The volume approaches the concept of dissonant public spheres from four divergent perspectives: as instrumental threats to democracy, as communication performed by political actors, forms of engagement by citizens, and the nature of political conflicts. New perspectives are developed on how political candidates, organizations, and parties optimize their behaviour within dissonant political environments. These disrupted online communication environments reshape public spheres and change citizen engagement in ways that amplify political conflicts and crises. Chapters also examine the role of data-driven campaigning and address how limited access to platform data affects our understanding of dissonant public spheres.
A significant new contribution to the field of political communication, this volume will be a key resource for scholars and researchers of communication studies, politics, media studies and sociology.
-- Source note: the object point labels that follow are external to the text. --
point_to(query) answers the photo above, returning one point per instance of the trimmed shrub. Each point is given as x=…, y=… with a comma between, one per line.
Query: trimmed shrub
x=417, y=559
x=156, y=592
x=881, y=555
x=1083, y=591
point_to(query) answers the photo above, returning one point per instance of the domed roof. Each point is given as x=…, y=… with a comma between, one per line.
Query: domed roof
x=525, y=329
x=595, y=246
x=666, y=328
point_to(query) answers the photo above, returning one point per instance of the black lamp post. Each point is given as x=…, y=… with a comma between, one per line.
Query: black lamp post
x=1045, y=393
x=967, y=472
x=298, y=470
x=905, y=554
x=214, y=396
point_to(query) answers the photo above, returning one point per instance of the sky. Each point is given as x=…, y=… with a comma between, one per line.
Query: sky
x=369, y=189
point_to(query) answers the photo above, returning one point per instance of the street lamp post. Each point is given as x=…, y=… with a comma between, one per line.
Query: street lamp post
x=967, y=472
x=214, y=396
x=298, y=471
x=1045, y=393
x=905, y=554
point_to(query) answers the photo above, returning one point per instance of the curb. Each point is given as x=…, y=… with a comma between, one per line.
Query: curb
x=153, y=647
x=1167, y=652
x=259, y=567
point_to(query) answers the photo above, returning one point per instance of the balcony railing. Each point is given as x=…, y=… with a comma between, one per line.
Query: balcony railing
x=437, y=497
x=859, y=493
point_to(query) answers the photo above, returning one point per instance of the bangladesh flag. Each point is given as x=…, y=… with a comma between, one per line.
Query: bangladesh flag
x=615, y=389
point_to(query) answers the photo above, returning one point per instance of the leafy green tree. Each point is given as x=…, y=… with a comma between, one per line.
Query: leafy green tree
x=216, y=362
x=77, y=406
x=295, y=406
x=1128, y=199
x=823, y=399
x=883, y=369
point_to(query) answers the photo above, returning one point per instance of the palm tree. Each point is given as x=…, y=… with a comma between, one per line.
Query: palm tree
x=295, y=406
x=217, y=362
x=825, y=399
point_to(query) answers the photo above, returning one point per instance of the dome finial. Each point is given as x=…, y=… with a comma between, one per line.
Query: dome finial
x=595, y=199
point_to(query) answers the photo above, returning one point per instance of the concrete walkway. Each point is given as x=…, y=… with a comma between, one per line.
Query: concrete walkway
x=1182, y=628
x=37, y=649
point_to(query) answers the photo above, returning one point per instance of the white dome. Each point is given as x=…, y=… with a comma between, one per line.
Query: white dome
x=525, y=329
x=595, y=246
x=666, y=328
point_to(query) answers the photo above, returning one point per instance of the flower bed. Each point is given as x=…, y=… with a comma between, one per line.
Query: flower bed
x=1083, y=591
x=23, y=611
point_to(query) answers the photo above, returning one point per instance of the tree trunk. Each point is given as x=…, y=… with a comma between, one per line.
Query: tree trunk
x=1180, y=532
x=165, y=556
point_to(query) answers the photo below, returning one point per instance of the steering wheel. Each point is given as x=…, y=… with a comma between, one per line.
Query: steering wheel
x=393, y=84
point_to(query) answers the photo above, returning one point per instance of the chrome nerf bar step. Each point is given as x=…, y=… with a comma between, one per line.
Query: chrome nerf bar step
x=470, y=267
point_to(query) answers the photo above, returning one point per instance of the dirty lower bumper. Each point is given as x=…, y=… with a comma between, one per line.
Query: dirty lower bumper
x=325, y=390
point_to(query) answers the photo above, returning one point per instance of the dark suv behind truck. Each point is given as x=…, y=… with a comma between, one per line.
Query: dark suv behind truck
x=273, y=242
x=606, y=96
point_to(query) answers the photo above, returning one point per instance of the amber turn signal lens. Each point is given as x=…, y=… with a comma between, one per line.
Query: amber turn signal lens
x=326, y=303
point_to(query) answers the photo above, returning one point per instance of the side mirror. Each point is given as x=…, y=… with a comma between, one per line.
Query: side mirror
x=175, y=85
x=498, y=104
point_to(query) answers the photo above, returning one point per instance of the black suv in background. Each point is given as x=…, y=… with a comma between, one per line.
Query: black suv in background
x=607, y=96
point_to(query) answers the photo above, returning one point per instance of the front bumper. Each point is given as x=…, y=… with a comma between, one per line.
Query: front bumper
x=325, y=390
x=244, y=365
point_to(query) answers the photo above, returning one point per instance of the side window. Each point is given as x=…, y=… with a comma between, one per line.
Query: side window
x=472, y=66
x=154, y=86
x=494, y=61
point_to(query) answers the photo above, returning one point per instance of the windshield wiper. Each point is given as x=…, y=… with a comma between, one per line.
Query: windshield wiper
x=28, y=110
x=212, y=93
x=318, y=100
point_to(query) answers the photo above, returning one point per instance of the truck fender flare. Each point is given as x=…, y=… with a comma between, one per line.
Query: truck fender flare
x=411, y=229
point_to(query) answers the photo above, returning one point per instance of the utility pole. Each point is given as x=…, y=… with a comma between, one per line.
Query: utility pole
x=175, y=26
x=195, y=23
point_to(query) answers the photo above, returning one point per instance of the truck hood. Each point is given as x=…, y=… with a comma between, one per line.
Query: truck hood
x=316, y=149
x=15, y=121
The chapters in this book were originally published in Political Communication.
Introduction – Dissonant Public Spheres: Communication, Campaigns and Crises 1. Conditions of Campaigning in Dissonant Public Spheres and Crisis of Democracy 2. Data-Driven Campaigning as a Disruptive Force 3. The Data Abyss: How lack of data access leaves research and society in the dark 4. Farewell to Big Data? Studying Misinformation in Mobile Messaging Applications 5. Cross-Platform Emotions and Audience Engagement in Social Media Political Campaigning: Comparing Candidates’ Facebook and Instagram Images in the 2020 US Election 6. Are Campaigns Getting Uglier, and Who Is to Blame? Negativity, Dramatization and Populism on Facebook in the 2014 and 2019 EP Election Campaigns 7. Damage Control: How Campaign Teams Interpret and Respond to Online Incivility 8. Dissonance from the Perspective of Agonistic Pluralism: A Study of Political Fragmentation on Facebook during the 2016 Austrian Presidential Election 9. The Campaign Disinformation Divide: Believing and Sharing News in the 2019 UK General Election 10. Abating Dissonant Public Spheres: Exploring the Effects of Affective, Ideological and Perceived Societal Political Polarization on Social Media Political Persuasion 11. Broadcasting Messages via Telegram: Pro-Government Social Media Control During the 2020 Protests in Belarus and 2022 Anti-War Protests in Russia 12. Political Polarization on the Digital Sphere: A Cross-platform, Over-time Analysis of Interactional, Positional, and Affective Polarization on Social Media
Karolina Koc-Michalska is Professor at Audencia Business School and Affiliated Researcher at CEVIPOF Sciences Po Paris, France, and University of Silesia, Poland. She is part of the NEPOCS group (nepocs.eu). She studies the strategies of political actors in the online environment and citizens’ political engagement. She employs a comparative approach focusing on the United States and European countries. Ulrike Klinger is Professor for Digital Democracy at the European New School of Digital Studies, European University Viadrina, Frankfurt (Oder) in Germany. Her research focuses on digital political communication, technology and democracy, and the transformation of public spheres. Lance Bennett is Senior Research Fellow, Center for Journalism, Media & Democracy at the University of Washington, Seattle. Andrea Römmele is Dean of Executive Education and Professor of Communication in Politics and Civil Society at the Hertie School. Her research interests are comparative political communications, political parties and public affairs.